Jack. I am in love with Gwendolen. I have come up to town expressly to propose to her.
Algernon. I thought you had come up for pleasure? . . . I call that business.
It is very romantic to be in love. But there is nothing romantic about a definite proposal. Why, one may be accepted. One usually is, I believe. Then the excitement is all over. The very essence of romance is uncertainty.
It is absurd to have a hard and fast rule about what one should read and what one shouldn’t. More than half of modern culture depends on what one shouldn’t read.
Ignorance is like a delicate exotic fruit; touch it and the bloom is gone.
Land has ceased to be either a profit or a pleasure. It gives one position, and prevents one from keeping it up.
Relations are simply a tedious pack of people, who haven’t got the remotest knowledge of how to live, nor the smallest instinct about when to die.

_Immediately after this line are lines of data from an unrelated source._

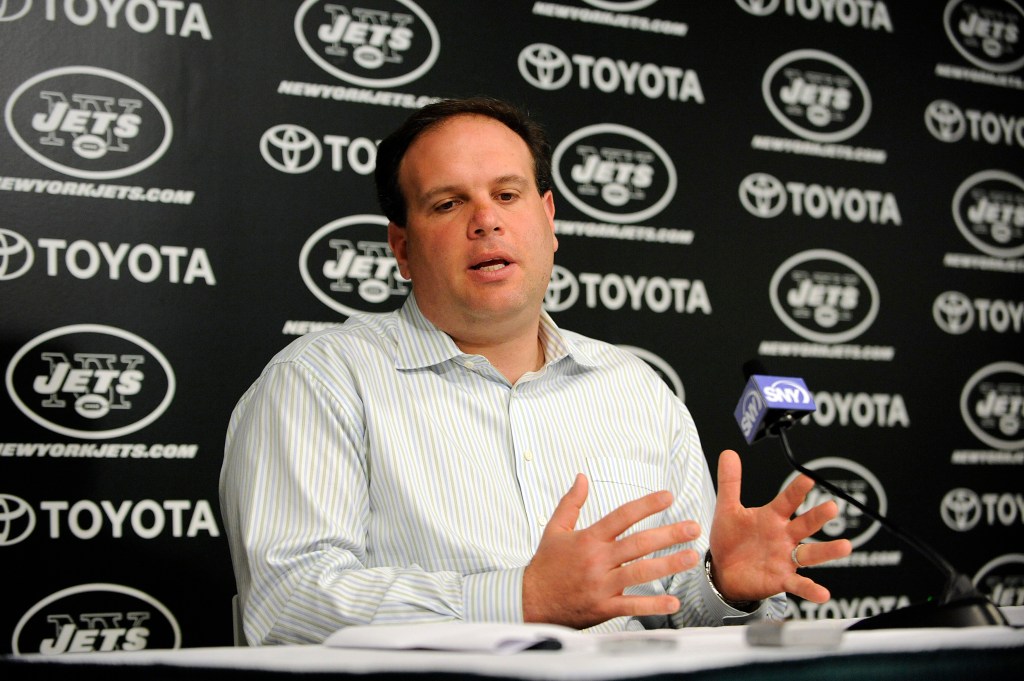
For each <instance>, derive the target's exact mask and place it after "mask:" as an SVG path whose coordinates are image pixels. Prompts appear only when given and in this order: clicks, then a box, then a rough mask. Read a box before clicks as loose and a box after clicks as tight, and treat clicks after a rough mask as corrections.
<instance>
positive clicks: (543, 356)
mask: <svg viewBox="0 0 1024 681" xmlns="http://www.w3.org/2000/svg"><path fill="white" fill-rule="evenodd" d="M452 339H453V340H454V341H455V344H456V345H458V346H459V349H460V350H462V351H463V352H466V353H467V354H479V355H481V356H484V357H486V358H487V361H489V363H490V364H492V366H494V367H495V369H497V370H498V371H499V372H501V373H502V375H503V376H504V377H505V378H507V379H508V380H509V382H510V383H512V384H515V382H516V381H518V380H519V379H520V378H522V375H523V374H526V373H528V372H536V371H539V370H540V369H541V367H543V366H544V345H543V343H541V337H540V324H539V323H538V324H537V325H534V328H532V330H531V332H529V331H528V332H526V333H523V334H520V335H518V336H513V337H504V338H501V339H500V340H496V339H466V338H457V337H456V336H452Z"/></svg>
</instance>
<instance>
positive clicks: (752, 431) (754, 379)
mask: <svg viewBox="0 0 1024 681" xmlns="http://www.w3.org/2000/svg"><path fill="white" fill-rule="evenodd" d="M815 409H816V408H815V405H814V397H813V396H811V391H810V390H808V389H807V385H806V384H805V383H804V380H803V379H800V378H794V377H787V376H763V375H761V374H754V375H753V376H751V378H750V380H749V381H748V382H746V387H745V388H743V394H742V396H741V397H740V398H739V403H738V405H736V411H735V413H734V415H733V416H735V418H736V423H737V424H739V430H740V431H741V432H742V433H743V437H745V438H746V443H748V444H750V443H752V442H754V440H756V439H760V438H762V437H764V436H765V435H766V434H768V432H769V428H771V427H772V426H774V425H775V424H776V423H778V422H779V421H780V420H782V419H783V418H786V417H788V418H790V419H791V420H796V419H799V418H800V417H802V416H804V414H810V413H811V412H813V411H814V410H815Z"/></svg>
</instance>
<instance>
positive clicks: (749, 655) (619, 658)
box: [0, 621, 1024, 681]
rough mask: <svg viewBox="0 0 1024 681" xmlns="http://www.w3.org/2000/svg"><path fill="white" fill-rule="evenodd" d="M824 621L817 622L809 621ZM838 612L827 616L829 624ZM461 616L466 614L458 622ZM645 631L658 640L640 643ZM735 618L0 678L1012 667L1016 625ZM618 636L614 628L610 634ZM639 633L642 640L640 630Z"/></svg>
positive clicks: (173, 652)
mask: <svg viewBox="0 0 1024 681" xmlns="http://www.w3.org/2000/svg"><path fill="white" fill-rule="evenodd" d="M817 624H821V625H822V626H829V625H828V623H817ZM845 624H848V623H839V622H836V621H833V623H831V626H836V627H840V626H844V625H845ZM464 626H465V627H472V626H473V625H464ZM651 635H653V637H654V638H657V639H662V640H665V641H667V642H669V643H666V644H656V641H655V642H653V643H650V641H648V643H650V644H647V643H644V640H646V639H647V638H649V637H650V636H651ZM745 635H746V627H722V628H693V629H686V630H681V631H664V630H663V631H657V632H650V633H648V634H646V635H641V636H640V637H637V640H638V644H637V645H635V646H632V647H630V646H626V649H624V647H623V646H622V645H615V646H608V645H604V644H601V645H588V646H586V647H575V646H572V645H568V646H566V647H565V648H563V649H560V650H526V651H522V652H517V653H514V654H489V653H481V652H453V651H439V650H371V649H361V648H338V647H328V646H324V645H295V646H271V647H257V648H243V647H212V648H182V649H179V650H142V651H137V652H105V653H89V654H66V655H58V656H56V657H49V658H47V657H45V656H42V655H27V656H23V657H5V658H3V659H0V678H2V679H4V681H13V680H14V679H22V678H25V679H30V678H31V679H39V678H42V679H61V678H69V679H71V678H74V679H88V678H97V679H103V680H104V681H119V680H120V679H125V680H128V679H131V680H132V681H138V680H140V679H145V680H147V681H148V680H151V679H157V680H163V679H188V680H189V681H203V680H204V679H207V678H209V679H216V680H217V681H223V680H224V679H225V678H226V679H242V678H245V679H251V678H256V679H288V680H291V679H296V678H313V679H327V678H332V679H333V678H340V679H348V678H351V679H355V678H358V679H362V680H365V681H370V680H371V679H373V680H376V679H382V680H391V679H406V678H415V679H418V680H426V679H456V678H474V679H492V680H495V679H523V680H527V681H528V680H542V679H543V680H548V679H550V680H557V681H584V680H586V681H590V680H594V681H604V680H610V679H648V680H656V681H667V680H669V679H685V680H689V679H698V678H699V679H700V680H701V681H709V680H710V681H738V680H739V679H769V680H775V679H778V680H779V681H782V680H784V681H797V680H800V679H814V680H820V679H842V680H853V679H870V681H883V680H888V679H927V680H928V681H934V680H940V681H944V680H948V681H963V679H978V680H979V681H993V680H995V679H1015V680H1018V679H1021V678H1024V629H1022V628H1019V627H974V628H967V629H903V630H877V631H853V632H851V631H847V632H844V634H843V637H842V641H841V642H840V643H839V645H838V646H837V647H834V648H828V647H815V646H808V647H804V646H796V647H764V646H752V645H750V644H749V643H748V642H746V639H745ZM620 636H621V635H620ZM641 639H643V640H641Z"/></svg>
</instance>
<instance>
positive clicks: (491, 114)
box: [374, 96, 552, 225]
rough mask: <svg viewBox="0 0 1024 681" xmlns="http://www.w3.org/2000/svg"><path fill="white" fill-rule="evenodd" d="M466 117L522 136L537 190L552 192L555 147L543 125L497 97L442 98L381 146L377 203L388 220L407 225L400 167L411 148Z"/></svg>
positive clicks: (378, 151)
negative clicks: (449, 123) (505, 129)
mask: <svg viewBox="0 0 1024 681" xmlns="http://www.w3.org/2000/svg"><path fill="white" fill-rule="evenodd" d="M462 115H477V116H486V117H488V118H493V119H495V120H496V121H498V122H500V123H503V124H505V125H506V126H507V127H508V128H509V129H510V130H512V131H513V132H515V133H516V134H517V135H519V137H521V138H522V140H523V141H524V142H525V143H526V147H527V148H528V150H529V154H530V156H531V157H532V158H534V175H535V180H536V182H537V190H538V191H539V193H540V194H542V195H543V194H545V193H546V191H548V190H549V189H551V187H552V181H551V144H550V143H549V142H548V137H547V135H546V134H545V132H544V129H543V128H542V127H541V125H540V124H539V123H537V122H536V121H534V120H532V119H531V118H529V116H528V115H527V114H526V113H525V112H524V111H522V110H520V109H518V108H517V107H515V105H513V104H510V103H508V102H507V101H504V100H502V99H498V98H495V97H482V96H481V97H466V98H461V99H442V100H440V101H436V102H434V103H431V104H427V105H426V107H424V108H422V109H420V110H419V111H417V112H416V113H415V114H413V115H412V116H410V117H409V118H408V119H407V120H406V122H404V123H402V124H401V126H400V127H399V128H398V129H397V130H395V131H394V132H392V133H391V134H390V135H388V136H387V137H386V138H384V140H382V141H381V143H380V144H379V145H378V147H377V167H376V169H375V170H374V181H375V182H376V184H377V201H378V203H379V204H380V207H381V211H383V213H384V215H385V216H387V219H389V220H390V221H392V222H394V223H395V224H398V225H404V224H406V217H407V206H406V197H404V196H403V195H402V194H401V187H400V186H399V185H398V167H399V166H400V165H401V160H402V159H403V158H404V157H406V152H407V151H408V150H409V147H410V145H411V144H412V143H413V142H414V141H415V140H416V138H417V137H419V136H420V135H421V134H423V133H424V132H425V131H426V130H428V129H430V128H431V127H433V126H435V125H437V124H438V123H441V122H443V121H445V120H447V119H450V118H452V117H454V116H462Z"/></svg>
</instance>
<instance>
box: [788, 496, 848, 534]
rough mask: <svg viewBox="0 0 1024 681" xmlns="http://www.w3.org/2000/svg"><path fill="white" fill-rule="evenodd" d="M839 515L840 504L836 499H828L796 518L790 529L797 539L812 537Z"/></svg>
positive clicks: (790, 530)
mask: <svg viewBox="0 0 1024 681" xmlns="http://www.w3.org/2000/svg"><path fill="white" fill-rule="evenodd" d="M837 515H839V505H837V504H836V502H835V501H830V500H829V501H826V502H824V503H822V504H818V505H817V506H815V507H814V508H812V509H811V510H810V511H807V512H806V513H803V514H801V515H799V516H797V517H796V518H794V519H793V521H792V522H791V523H790V531H791V534H792V535H793V537H794V538H795V539H797V540H801V539H804V538H805V537H810V536H811V535H813V534H815V533H816V531H818V530H819V529H821V528H822V527H823V526H824V524H825V523H826V522H828V521H829V520H831V519H833V518H835V517H836V516H837Z"/></svg>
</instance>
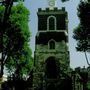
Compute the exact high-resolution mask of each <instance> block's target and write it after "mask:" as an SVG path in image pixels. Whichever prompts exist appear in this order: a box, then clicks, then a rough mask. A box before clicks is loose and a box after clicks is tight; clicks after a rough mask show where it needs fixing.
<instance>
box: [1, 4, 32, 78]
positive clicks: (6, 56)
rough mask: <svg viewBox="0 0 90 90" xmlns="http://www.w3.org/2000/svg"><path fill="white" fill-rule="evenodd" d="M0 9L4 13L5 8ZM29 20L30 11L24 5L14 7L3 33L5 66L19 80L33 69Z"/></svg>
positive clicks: (3, 49) (13, 7) (1, 6)
mask: <svg viewBox="0 0 90 90" xmlns="http://www.w3.org/2000/svg"><path fill="white" fill-rule="evenodd" d="M0 9H1V12H3V9H4V8H3V7H2V6H1V8H0ZM0 14H2V13H0ZM28 19H29V11H28V10H27V9H26V8H25V7H24V6H23V4H18V5H16V6H13V7H12V10H11V14H10V16H9V19H8V21H7V24H6V25H5V31H4V32H3V55H4V59H3V64H4V65H6V67H7V69H8V70H9V72H11V73H13V74H15V75H16V76H18V77H19V78H22V77H23V75H24V74H26V73H27V72H29V71H30V67H31V65H30V64H31V60H32V57H31V49H30V48H29V44H28V43H29V41H30V32H29V27H28ZM0 52H1V50H0ZM17 74H18V75H17Z"/></svg>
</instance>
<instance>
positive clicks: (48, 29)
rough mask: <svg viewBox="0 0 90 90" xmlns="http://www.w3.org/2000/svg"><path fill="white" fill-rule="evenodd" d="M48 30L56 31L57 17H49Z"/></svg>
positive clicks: (47, 22)
mask: <svg viewBox="0 0 90 90" xmlns="http://www.w3.org/2000/svg"><path fill="white" fill-rule="evenodd" d="M47 29H48V30H56V17H55V16H50V17H48V20H47Z"/></svg>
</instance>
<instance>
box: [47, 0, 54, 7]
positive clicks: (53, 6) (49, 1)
mask: <svg viewBox="0 0 90 90" xmlns="http://www.w3.org/2000/svg"><path fill="white" fill-rule="evenodd" d="M55 1H56V0H48V5H49V7H50V9H53V8H54V7H55Z"/></svg>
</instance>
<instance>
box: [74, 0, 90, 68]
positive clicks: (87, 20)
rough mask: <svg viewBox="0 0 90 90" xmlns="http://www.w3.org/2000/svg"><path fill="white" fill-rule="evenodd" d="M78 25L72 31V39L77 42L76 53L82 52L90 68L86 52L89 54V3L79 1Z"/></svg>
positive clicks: (89, 43) (89, 15)
mask: <svg viewBox="0 0 90 90" xmlns="http://www.w3.org/2000/svg"><path fill="white" fill-rule="evenodd" d="M78 17H79V19H80V23H79V25H78V26H77V28H75V30H74V35H73V38H74V39H75V40H76V41H77V47H76V49H77V51H80V52H84V53H85V57H86V60H87V64H88V65H89V66H90V63H89V61H88V57H87V54H86V52H90V24H89V23H90V1H89V0H86V1H82V0H81V1H80V4H79V6H78Z"/></svg>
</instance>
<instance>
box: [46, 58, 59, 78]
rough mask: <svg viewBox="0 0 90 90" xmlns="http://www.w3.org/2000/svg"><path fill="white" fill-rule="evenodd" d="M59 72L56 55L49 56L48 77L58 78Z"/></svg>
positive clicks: (47, 75) (47, 63)
mask: <svg viewBox="0 0 90 90" xmlns="http://www.w3.org/2000/svg"><path fill="white" fill-rule="evenodd" d="M57 74H58V72H57V65H56V60H55V57H49V58H48V59H47V60H46V77H47V78H49V79H56V78H57Z"/></svg>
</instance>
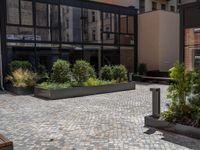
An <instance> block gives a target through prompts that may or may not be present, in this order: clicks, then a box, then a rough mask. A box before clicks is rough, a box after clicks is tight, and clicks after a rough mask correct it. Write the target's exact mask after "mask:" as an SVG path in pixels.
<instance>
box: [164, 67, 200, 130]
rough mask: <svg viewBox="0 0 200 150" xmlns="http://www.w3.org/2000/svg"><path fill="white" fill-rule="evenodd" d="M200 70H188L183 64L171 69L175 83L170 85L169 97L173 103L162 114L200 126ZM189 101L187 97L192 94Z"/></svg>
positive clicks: (174, 119) (167, 120) (199, 126)
mask: <svg viewBox="0 0 200 150" xmlns="http://www.w3.org/2000/svg"><path fill="white" fill-rule="evenodd" d="M199 75H200V72H199V71H196V72H194V73H192V72H187V71H186V69H185V67H184V65H183V64H175V66H174V67H173V68H172V69H170V77H171V78H172V79H174V80H175V83H173V84H171V85H170V87H169V95H168V97H169V98H171V99H172V103H171V105H170V106H169V108H168V110H167V111H165V112H163V113H162V114H161V117H162V118H164V119H165V120H167V121H170V122H175V123H181V124H184V125H190V126H195V127H200V101H199V100H200V95H199V94H200V93H199V92H200V76H199ZM191 92H193V96H192V97H190V99H189V102H188V103H187V99H186V97H188V96H190V95H191Z"/></svg>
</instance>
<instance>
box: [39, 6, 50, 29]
mask: <svg viewBox="0 0 200 150" xmlns="http://www.w3.org/2000/svg"><path fill="white" fill-rule="evenodd" d="M48 14H49V9H48V7H47V4H44V3H36V25H37V26H42V27H47V26H48V24H49V15H48Z"/></svg>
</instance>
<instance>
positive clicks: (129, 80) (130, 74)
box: [128, 73, 133, 82]
mask: <svg viewBox="0 0 200 150" xmlns="http://www.w3.org/2000/svg"><path fill="white" fill-rule="evenodd" d="M128 81H129V82H132V81H133V73H129V74H128Z"/></svg>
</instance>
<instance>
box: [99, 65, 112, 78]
mask: <svg viewBox="0 0 200 150" xmlns="http://www.w3.org/2000/svg"><path fill="white" fill-rule="evenodd" d="M101 77H102V79H103V80H107V81H111V80H113V69H112V66H107V65H106V66H104V67H102V68H101Z"/></svg>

All women become like their mothers. That is their tragedy. No man does. That’s his.
Jack. I wish to goodness we had a few fools left.
Algernon. We have.
Jack. I should extremely like to meet them. What do they talk about?
Algernon. The fools? Oh! about the clever people, of course.
Jack. What fools!
^Such a subtle joke
Algernon. I hope to-morrow will be a fine day, Lane.
Lane. It never is, sir.
Algernon. Lane, you’re a perfect pessimist.
Lane. I do my best to give satisfaction, sir.
The servants in Wilde’s works are usually quite clever and Lane is not just clever, she’s pessimistic too! Double whammy!